Erstmal hältst du dich an die Netiquette, dann reden wir weiter... Und *NEIN*, da kann man nicht dran rumlamentieren!


----------



## hildesheimer (1. September 2004)

*Re oidentd*

Zunächst einmal werd ich mich kurz vorstellen da ich "nagelneu" hier bin. Kurzform:  Männlich, 47 betagte Jahre, Betreuer einer kleinen Community, zu Dos Zeiten mit Compis grossgeworden. Bin auch durch google auf dieses Forum aufmerksam geworden, da ich ähnliche Probleme mit oidentd habe.

Eigentlich ging alles darum für unserer "Jugend" (Online Gamer) preiswert einen Gameserver zu betreiben. Nach 2 langen Jahren und jeder Menge Erfahrung mit Gameserver Anbieter, haben wir nun einen Rootserver von Strato auf dem auch schon 3 Gameserver, die HP und andere Dinge laufen. (suse 9,1) Nun wollte auch die BNC, die wir derzeit noch gemietet haben, auf unseren Root einrichten. Gesagt, getan, psybnc läuft ohne Probleme aber nur mit 5 Slots. Quakenet machte mir klar das wir einen Trust beantragen müssen. Status: Formular ausgefüllt für 50 Stück und abgeschicht. Rückmeldung: Status: Bad Request
Reason:
You are required to run an IDENT (AUTH) service.

Also weiter schlau gemacht und oidentd istalliert.
Die Installation ging glatt, auch mit der editierten oidentd.conf. also kurz den psybnc neu gestartet, connect OK, und wieder den Trust beantragt. Einen Tag später kam die gleiche Antwort von Quakenet. 

Nun zu meiner Frage: Kann es sein das oidentd wirklich nicht läuft ? Gibt es Alternativen zu oidentd und wo bekomme ich sie ?

Ich hoffe das sich hier jemand findet der mir weiter helfen kann und bedanke mich bei allen Anderen für das Lesen.

gl   HI


----------



## Helmut Klein (1. September 2004)

Läuft oidentd?
Hast du psyBNC auch mit oidentd Support übersetzt?
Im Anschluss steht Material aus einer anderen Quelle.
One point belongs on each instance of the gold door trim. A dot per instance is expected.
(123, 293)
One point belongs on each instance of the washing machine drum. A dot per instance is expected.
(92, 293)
Wenn eine Welle (~) vor dem ident im Whois ist (nick!~moo@cow), dann konnte der IRCd keinen identd auf dem Client finden/ansprechen.


----------



## MasterJM (1. September 2004)

Kann man auch per Console testen mit:

telnet localhost 113

Wenn kein identd läuft, kommt auch nichts.

MfG JM


----------



## hildesheimer (1. September 2004)

*re oidentd#1*

Danke für die Antworten

Warscheinlich läuft oidentd NICHT !
auf die telnet Anfrage erhielt ich folgende Meldung:

telnet: lokalhost: Name or service not known
lokalhost: Unknown host

Nun weis ich auch nicht mehr weiter, da bei der Installation mit Hilfe von 
http://www.irc-guide.de/index.php?page=11

keine Fehler aufgetreten sind. Auch beim psybnc ist die Unterstützung für oidentd angekreuzt. (psybnc wurden unter extra angelegten Benutzer installiert und läuft einwandfrei). Allerdings bringt mir die Echo Anfrage : echo -e "\n/usr/sbin/oidentd -u nobody -g nobody" >> /etc/rc.local
keine Rückmeldung

Kann es daran liegen das ich im psybnc noch keinen Vhost eingetragen habe ?
Sollte ich oidentd neu installieren oder einen anderen identd verwenden ?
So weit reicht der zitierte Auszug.